Quem matou um ucraniano no aeroporto de Lisboa, Dr. Rio?

Rui Rio tem aquela espécie de sorriso permanente naïf. É um homem descansado que não entende que se façam manifestações contra o racismo em tempo de pandemia, como se nos EUA não houvesse pandemia. Uma manifestação é uma aflição.

Rui Rio tem aquele ar bonacheirão que gera uma certa empatia. Ele pega nas palavras e utiliza-as de coração nas mãos. Diz coisas que um político em geral não diz. Percebe-se que não preenche o chamado figurino made in PPD/PSD das últimas décadas, daí a intestina guerra que lhe movem.

O homem pragmático, conservador tem tendência a ter de si uma ideia de que o importante é gerir o status quo sem ondas. É avesso a sobressaltos. Não é um homem inquieto, mesmo quando Montenegro e tutti quanti lhe fazem a vida negra.

Foi secretário-geral do PSD quando Marcelo era Presidente. Marcelo, o irrequieto e ambicioso, Rio o pacato, o burocrata a guardar a estrutura das tolices de Marcelo sempre pronta a mergulhar somewhere.

Rio, na entrevista dada à TVI no dia 8 deste mês, entre o politicamente correto e o seu conservadorismo/autoritarismo, largou a embraiagem e seguiu em frente – indignado com as manifestações antirracistas, se fosse ele que mandasse proibia tais manifestações. George Floyd foi assassinado nos EUA, porquê manifestações em Portugal? Para a mente de Rio nada o justificava… é a sua alma.

Rio falou com o coração e daí o seu espírito conservador não poder alcançar os sentimentos de indignidade perante aquele horror. Isto de manifestações é mais da esquerda do que do conformismo que ainda abraça uma imensa percentagem dos portugueses. Racismo na mente de Rio já não existe porque viola a lei. Esqueceu-se que um ucraniano foi morto à pancada no aeroporto de Lisboa dentro do SEF por polícias.

Assumiu que proibiria as manifestações, se mandasse. Só faltou dizer que enviava a tropa de choque.
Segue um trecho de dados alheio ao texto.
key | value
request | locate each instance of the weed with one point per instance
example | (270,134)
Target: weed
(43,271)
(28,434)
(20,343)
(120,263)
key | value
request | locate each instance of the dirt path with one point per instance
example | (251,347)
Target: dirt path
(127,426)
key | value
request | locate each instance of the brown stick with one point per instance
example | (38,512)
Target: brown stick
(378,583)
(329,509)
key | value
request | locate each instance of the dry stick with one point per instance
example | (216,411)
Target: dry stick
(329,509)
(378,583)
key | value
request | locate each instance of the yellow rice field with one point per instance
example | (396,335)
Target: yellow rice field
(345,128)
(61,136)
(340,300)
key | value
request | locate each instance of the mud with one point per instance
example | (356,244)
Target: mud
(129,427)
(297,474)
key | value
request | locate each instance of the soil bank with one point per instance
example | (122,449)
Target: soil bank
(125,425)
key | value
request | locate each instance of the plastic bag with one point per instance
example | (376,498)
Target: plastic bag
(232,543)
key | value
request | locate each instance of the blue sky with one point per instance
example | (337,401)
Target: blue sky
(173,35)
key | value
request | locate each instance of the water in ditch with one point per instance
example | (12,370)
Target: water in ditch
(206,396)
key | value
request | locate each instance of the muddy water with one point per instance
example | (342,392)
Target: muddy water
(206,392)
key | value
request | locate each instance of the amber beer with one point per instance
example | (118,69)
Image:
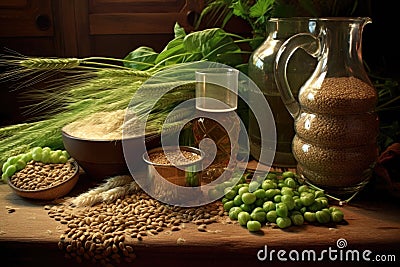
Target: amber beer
(216,129)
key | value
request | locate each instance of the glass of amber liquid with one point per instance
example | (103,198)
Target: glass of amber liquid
(216,127)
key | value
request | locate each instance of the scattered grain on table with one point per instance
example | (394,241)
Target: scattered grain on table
(106,232)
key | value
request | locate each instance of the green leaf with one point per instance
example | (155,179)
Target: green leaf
(213,45)
(240,9)
(260,8)
(141,58)
(174,52)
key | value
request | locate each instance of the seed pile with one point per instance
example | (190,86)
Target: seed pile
(101,233)
(340,95)
(338,126)
(38,175)
(161,158)
(328,129)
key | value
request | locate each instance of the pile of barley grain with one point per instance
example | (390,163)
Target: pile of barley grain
(37,175)
(335,142)
(101,233)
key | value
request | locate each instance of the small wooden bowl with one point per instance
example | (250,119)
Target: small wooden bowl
(53,192)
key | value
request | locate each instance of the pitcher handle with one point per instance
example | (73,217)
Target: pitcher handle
(309,43)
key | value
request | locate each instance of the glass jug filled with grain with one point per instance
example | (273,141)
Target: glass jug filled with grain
(336,126)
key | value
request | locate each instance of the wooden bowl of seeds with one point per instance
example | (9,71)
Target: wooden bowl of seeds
(45,181)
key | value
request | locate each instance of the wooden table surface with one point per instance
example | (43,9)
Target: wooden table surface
(29,237)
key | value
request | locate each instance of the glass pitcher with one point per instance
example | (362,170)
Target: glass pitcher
(261,71)
(336,127)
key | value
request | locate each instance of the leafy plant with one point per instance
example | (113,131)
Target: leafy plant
(212,44)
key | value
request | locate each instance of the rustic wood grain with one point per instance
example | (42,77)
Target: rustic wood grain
(369,224)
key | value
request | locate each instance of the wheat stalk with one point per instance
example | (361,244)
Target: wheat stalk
(41,63)
(113,188)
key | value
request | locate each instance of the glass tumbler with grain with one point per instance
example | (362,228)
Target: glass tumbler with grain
(216,127)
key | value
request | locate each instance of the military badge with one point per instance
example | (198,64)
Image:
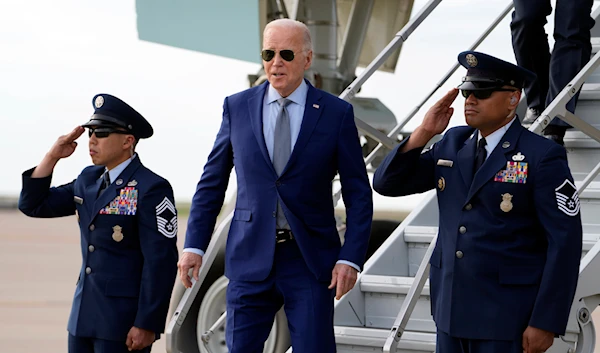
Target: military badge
(471,60)
(124,204)
(166,218)
(567,198)
(99,101)
(441,183)
(515,172)
(117,234)
(518,157)
(506,204)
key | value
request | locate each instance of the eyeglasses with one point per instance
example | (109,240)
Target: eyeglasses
(268,54)
(484,93)
(102,132)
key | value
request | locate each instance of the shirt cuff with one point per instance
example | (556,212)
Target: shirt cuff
(194,250)
(344,262)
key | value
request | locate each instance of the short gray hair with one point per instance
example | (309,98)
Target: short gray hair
(292,24)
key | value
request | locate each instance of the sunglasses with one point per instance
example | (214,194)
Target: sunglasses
(103,132)
(484,93)
(268,54)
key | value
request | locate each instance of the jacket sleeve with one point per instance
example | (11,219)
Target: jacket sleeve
(39,200)
(557,207)
(407,173)
(210,191)
(356,192)
(157,224)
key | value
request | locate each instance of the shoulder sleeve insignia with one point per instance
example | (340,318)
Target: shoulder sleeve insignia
(166,218)
(567,198)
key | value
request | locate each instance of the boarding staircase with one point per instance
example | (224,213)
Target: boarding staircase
(389,308)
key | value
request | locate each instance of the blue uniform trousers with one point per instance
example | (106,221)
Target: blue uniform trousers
(308,304)
(448,344)
(572,48)
(95,345)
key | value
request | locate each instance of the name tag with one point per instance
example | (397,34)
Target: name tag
(445,163)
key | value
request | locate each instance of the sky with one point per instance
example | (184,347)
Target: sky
(56,55)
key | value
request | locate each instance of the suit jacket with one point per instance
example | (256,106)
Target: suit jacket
(328,143)
(508,253)
(128,246)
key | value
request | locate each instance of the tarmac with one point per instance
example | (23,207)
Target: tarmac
(39,266)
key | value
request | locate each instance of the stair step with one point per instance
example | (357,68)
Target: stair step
(352,339)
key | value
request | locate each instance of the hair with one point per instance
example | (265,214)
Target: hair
(292,24)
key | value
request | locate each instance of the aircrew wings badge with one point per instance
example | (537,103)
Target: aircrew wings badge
(567,198)
(166,218)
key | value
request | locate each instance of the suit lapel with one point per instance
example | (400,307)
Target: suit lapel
(255,105)
(497,160)
(465,158)
(111,191)
(312,113)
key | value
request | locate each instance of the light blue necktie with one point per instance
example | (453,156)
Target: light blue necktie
(282,149)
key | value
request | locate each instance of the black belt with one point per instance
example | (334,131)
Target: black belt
(283,235)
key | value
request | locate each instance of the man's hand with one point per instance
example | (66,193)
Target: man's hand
(138,338)
(62,148)
(436,120)
(189,260)
(65,145)
(343,279)
(536,340)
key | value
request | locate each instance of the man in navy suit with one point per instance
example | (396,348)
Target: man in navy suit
(505,266)
(128,224)
(287,140)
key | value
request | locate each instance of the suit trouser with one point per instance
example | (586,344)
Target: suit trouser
(308,304)
(572,48)
(95,345)
(448,344)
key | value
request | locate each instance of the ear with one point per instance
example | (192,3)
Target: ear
(308,60)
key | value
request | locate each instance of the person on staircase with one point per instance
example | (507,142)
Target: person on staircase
(505,266)
(572,50)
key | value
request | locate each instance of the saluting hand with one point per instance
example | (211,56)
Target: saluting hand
(343,279)
(138,339)
(536,340)
(438,116)
(189,260)
(65,145)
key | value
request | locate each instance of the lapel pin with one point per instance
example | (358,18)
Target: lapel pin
(518,157)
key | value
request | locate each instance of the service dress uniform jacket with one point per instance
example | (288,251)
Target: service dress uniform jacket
(510,235)
(128,246)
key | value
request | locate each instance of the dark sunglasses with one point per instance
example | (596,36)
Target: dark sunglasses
(484,93)
(102,132)
(268,54)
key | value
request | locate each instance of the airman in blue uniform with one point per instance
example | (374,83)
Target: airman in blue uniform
(128,227)
(505,266)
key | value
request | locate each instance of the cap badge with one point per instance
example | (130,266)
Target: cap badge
(471,60)
(99,101)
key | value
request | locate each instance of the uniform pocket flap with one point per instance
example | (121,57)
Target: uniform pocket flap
(524,275)
(242,215)
(121,288)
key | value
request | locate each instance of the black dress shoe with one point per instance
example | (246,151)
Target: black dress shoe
(530,117)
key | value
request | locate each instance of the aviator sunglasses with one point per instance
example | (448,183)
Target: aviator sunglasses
(484,93)
(268,54)
(102,132)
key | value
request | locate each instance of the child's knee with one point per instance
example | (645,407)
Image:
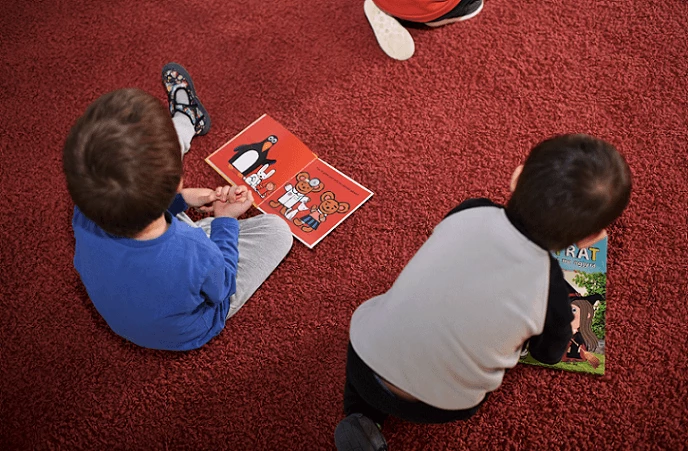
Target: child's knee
(283,239)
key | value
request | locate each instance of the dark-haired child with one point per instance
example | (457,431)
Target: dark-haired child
(158,279)
(432,348)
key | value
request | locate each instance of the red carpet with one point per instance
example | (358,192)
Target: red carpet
(450,123)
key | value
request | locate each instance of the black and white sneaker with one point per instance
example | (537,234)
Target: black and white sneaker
(466,9)
(358,433)
(176,78)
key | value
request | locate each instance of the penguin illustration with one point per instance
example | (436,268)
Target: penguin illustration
(249,157)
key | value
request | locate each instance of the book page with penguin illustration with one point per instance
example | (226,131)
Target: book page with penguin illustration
(264,156)
(585,271)
(288,179)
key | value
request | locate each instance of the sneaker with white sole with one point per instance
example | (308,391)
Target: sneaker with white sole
(394,39)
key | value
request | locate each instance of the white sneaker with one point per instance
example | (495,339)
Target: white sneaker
(394,39)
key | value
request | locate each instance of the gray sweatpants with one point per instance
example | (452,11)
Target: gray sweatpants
(264,241)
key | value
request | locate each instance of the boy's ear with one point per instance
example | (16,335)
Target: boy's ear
(591,239)
(514,177)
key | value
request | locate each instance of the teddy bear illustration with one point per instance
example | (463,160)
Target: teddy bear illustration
(328,206)
(287,203)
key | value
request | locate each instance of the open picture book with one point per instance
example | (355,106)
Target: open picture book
(288,179)
(585,271)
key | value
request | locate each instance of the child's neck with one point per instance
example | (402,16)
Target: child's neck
(154,230)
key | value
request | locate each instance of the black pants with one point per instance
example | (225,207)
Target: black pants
(364,394)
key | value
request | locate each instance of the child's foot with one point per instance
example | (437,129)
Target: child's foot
(466,9)
(394,39)
(182,97)
(358,433)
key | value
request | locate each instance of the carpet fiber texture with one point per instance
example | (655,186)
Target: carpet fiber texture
(450,123)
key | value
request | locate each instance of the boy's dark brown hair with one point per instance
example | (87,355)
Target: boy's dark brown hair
(571,187)
(122,161)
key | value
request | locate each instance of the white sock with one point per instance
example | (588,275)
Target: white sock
(394,39)
(182,123)
(185,131)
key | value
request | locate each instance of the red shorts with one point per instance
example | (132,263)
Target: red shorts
(417,10)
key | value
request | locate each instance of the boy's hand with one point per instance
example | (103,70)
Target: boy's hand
(232,202)
(200,198)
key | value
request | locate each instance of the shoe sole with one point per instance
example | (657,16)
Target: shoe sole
(393,38)
(456,19)
(185,74)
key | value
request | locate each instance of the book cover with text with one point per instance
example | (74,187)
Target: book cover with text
(585,271)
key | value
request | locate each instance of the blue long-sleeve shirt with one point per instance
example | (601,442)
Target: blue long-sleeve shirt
(171,292)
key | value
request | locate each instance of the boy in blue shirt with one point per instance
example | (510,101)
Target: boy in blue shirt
(158,279)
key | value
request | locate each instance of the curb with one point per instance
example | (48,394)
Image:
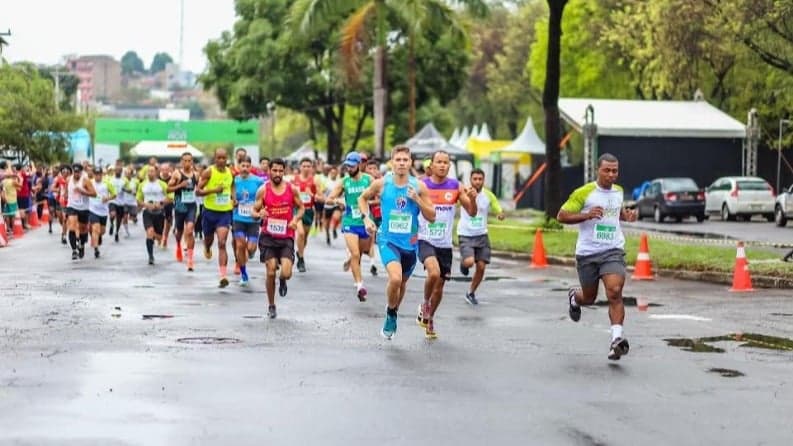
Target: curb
(697,276)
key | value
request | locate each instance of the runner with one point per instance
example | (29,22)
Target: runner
(152,197)
(276,203)
(597,208)
(435,238)
(355,235)
(182,186)
(245,226)
(402,199)
(79,190)
(217,187)
(472,234)
(309,187)
(99,209)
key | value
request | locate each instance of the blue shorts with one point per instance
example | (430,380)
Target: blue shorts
(360,231)
(390,252)
(211,220)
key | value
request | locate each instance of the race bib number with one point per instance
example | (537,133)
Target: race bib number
(245,210)
(222,199)
(399,223)
(276,226)
(188,196)
(605,233)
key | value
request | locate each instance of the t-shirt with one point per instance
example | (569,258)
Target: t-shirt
(597,235)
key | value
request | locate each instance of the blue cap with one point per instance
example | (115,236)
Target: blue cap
(353,159)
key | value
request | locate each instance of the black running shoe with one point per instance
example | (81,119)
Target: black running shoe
(575,310)
(619,348)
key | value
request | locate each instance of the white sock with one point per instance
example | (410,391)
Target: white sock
(616,332)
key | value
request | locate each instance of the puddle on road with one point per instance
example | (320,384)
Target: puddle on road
(726,373)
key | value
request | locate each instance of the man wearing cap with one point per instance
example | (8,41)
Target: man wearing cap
(355,235)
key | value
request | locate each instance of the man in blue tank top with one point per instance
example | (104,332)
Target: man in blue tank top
(402,198)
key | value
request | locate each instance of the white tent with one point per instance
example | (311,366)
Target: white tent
(164,149)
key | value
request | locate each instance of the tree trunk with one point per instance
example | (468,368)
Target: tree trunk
(550,104)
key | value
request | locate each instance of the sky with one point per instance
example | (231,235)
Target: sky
(43,31)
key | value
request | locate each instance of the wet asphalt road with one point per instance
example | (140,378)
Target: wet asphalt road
(513,371)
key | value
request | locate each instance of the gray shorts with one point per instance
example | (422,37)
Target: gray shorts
(477,247)
(591,268)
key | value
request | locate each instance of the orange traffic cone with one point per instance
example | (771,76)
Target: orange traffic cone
(45,213)
(643,270)
(538,259)
(19,231)
(741,279)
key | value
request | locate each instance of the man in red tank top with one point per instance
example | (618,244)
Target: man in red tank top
(279,206)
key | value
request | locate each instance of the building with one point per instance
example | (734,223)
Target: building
(99,76)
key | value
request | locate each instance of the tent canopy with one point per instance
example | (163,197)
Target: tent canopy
(164,149)
(677,119)
(429,140)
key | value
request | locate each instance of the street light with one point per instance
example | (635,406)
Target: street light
(782,123)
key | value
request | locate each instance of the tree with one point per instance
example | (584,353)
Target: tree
(159,62)
(131,63)
(550,103)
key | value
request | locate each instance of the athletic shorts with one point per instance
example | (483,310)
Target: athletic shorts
(444,256)
(212,220)
(82,216)
(156,221)
(188,216)
(93,219)
(591,268)
(360,231)
(247,230)
(477,246)
(390,252)
(276,248)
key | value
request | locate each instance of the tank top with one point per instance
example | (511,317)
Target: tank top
(280,209)
(444,197)
(400,214)
(352,190)
(219,202)
(76,200)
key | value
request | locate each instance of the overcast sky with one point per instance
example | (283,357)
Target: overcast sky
(45,30)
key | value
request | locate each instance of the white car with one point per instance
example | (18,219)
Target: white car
(740,196)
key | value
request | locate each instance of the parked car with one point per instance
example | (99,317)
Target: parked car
(783,209)
(744,197)
(677,198)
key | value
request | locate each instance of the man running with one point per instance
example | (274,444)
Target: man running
(79,190)
(309,187)
(245,225)
(597,208)
(276,203)
(182,186)
(402,198)
(217,187)
(435,238)
(99,209)
(152,197)
(355,235)
(472,234)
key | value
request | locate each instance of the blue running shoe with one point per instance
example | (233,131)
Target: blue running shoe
(389,327)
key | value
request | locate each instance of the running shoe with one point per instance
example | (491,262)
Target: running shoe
(389,326)
(619,347)
(575,310)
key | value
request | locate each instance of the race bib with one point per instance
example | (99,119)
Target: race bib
(399,223)
(605,233)
(276,226)
(188,196)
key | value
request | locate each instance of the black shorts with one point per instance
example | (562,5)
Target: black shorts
(276,248)
(444,256)
(93,219)
(156,221)
(82,216)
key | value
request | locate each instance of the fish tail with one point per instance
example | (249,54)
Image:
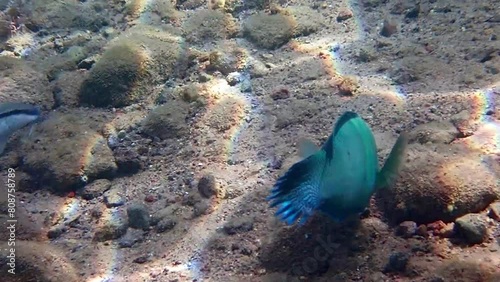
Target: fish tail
(389,172)
(297,192)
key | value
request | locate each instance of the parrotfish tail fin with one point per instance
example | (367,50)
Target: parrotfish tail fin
(389,172)
(296,193)
(306,148)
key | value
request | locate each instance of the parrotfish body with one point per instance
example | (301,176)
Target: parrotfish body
(339,178)
(14,116)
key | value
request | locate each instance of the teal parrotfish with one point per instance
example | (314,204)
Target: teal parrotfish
(14,116)
(339,178)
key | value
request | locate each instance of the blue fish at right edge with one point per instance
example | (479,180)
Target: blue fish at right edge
(339,178)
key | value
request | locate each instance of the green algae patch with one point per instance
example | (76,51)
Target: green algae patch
(132,66)
(116,78)
(209,25)
(269,31)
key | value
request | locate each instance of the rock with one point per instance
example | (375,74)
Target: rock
(207,186)
(407,229)
(21,83)
(434,132)
(433,186)
(113,224)
(447,231)
(344,15)
(495,211)
(233,78)
(56,231)
(280,92)
(138,216)
(113,198)
(239,225)
(141,259)
(128,160)
(67,87)
(472,227)
(269,31)
(222,26)
(66,151)
(257,68)
(131,66)
(305,19)
(397,262)
(130,238)
(165,224)
(201,208)
(422,231)
(167,121)
(388,29)
(227,61)
(114,79)
(95,189)
(166,213)
(226,114)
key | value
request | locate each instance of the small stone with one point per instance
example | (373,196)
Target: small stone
(130,238)
(348,86)
(407,229)
(495,211)
(472,227)
(141,259)
(233,78)
(201,208)
(344,14)
(413,12)
(280,93)
(207,186)
(239,225)
(138,216)
(113,198)
(150,198)
(86,63)
(388,29)
(95,189)
(111,227)
(165,224)
(56,231)
(397,262)
(127,160)
(422,231)
(447,231)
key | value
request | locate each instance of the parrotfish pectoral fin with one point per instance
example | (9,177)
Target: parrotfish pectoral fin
(389,172)
(3,142)
(296,193)
(306,148)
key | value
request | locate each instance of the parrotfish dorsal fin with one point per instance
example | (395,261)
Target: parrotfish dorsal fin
(306,148)
(389,172)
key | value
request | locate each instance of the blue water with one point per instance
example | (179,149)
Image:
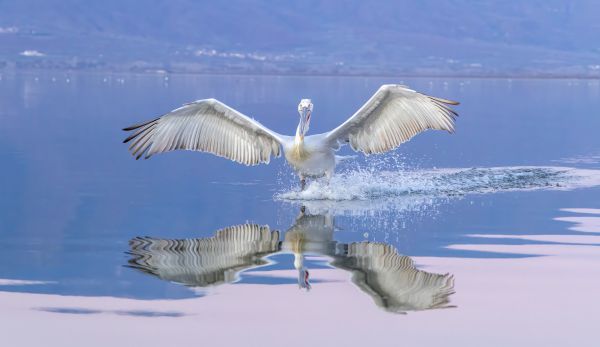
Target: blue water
(72,197)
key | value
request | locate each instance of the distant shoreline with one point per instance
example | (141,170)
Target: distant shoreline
(540,76)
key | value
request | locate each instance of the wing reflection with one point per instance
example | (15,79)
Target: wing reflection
(208,261)
(391,279)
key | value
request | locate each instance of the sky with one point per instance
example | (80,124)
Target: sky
(458,37)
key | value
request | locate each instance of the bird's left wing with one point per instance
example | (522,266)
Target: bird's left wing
(206,261)
(393,115)
(208,126)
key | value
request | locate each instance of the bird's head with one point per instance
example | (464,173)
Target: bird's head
(305,109)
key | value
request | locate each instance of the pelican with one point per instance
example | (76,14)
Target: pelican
(392,116)
(391,279)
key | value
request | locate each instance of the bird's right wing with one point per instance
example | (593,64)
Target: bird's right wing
(207,126)
(206,261)
(392,280)
(392,116)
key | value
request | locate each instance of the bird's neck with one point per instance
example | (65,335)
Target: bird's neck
(299,139)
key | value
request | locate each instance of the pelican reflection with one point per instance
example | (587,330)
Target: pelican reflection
(391,279)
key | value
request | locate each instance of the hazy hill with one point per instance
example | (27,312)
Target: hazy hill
(552,37)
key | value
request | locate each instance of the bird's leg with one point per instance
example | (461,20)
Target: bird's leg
(328,175)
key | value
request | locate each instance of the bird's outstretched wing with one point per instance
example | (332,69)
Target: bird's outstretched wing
(205,261)
(393,115)
(207,126)
(392,280)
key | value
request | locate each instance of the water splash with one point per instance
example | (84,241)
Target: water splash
(416,187)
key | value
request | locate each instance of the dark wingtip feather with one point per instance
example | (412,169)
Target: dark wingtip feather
(133,127)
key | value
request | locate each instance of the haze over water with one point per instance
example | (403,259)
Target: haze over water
(486,237)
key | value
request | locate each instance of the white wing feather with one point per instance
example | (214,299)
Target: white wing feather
(393,115)
(207,126)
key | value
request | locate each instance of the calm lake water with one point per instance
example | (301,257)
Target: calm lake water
(485,237)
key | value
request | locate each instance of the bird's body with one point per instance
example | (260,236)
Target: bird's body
(311,158)
(393,115)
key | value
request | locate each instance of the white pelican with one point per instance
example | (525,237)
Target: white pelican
(391,279)
(393,115)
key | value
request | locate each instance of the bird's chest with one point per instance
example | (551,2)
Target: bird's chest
(309,161)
Em Portugal as manifestações não precisam de autorização, esqueceu-se.

No domínio da economia ele também não passa da iniciativa privada. O risco, a alma do capitalismo, é tempo passado. O Estado é gastador se “desperdiçar” dinheiro em serviços públicos robustos. Mas já não o é se socorrer os privados, investir milhares de milhões e voltar a entregar a quem não é capaz de gerir empresas e bancos. A superioridade da gestão privada em muitos casos assenta no princípio de que o Estado é a ambulância para a salvação, custe o que custar. Banqueiros e certos empresários, façam o que fizerem, quem paga é o mexilhão. A imoralidade roça a indignidade – os cortes passados das pensões em contraste com os mais de 20 mil milhões para o sistema financeiro.

Rio chegou a líder do PSD, um partido que se foi tornando cada vez mais direitista e onde muito do conservadorismo da pequena e média burguesia, em certas circunstâncias, se sente cómoda.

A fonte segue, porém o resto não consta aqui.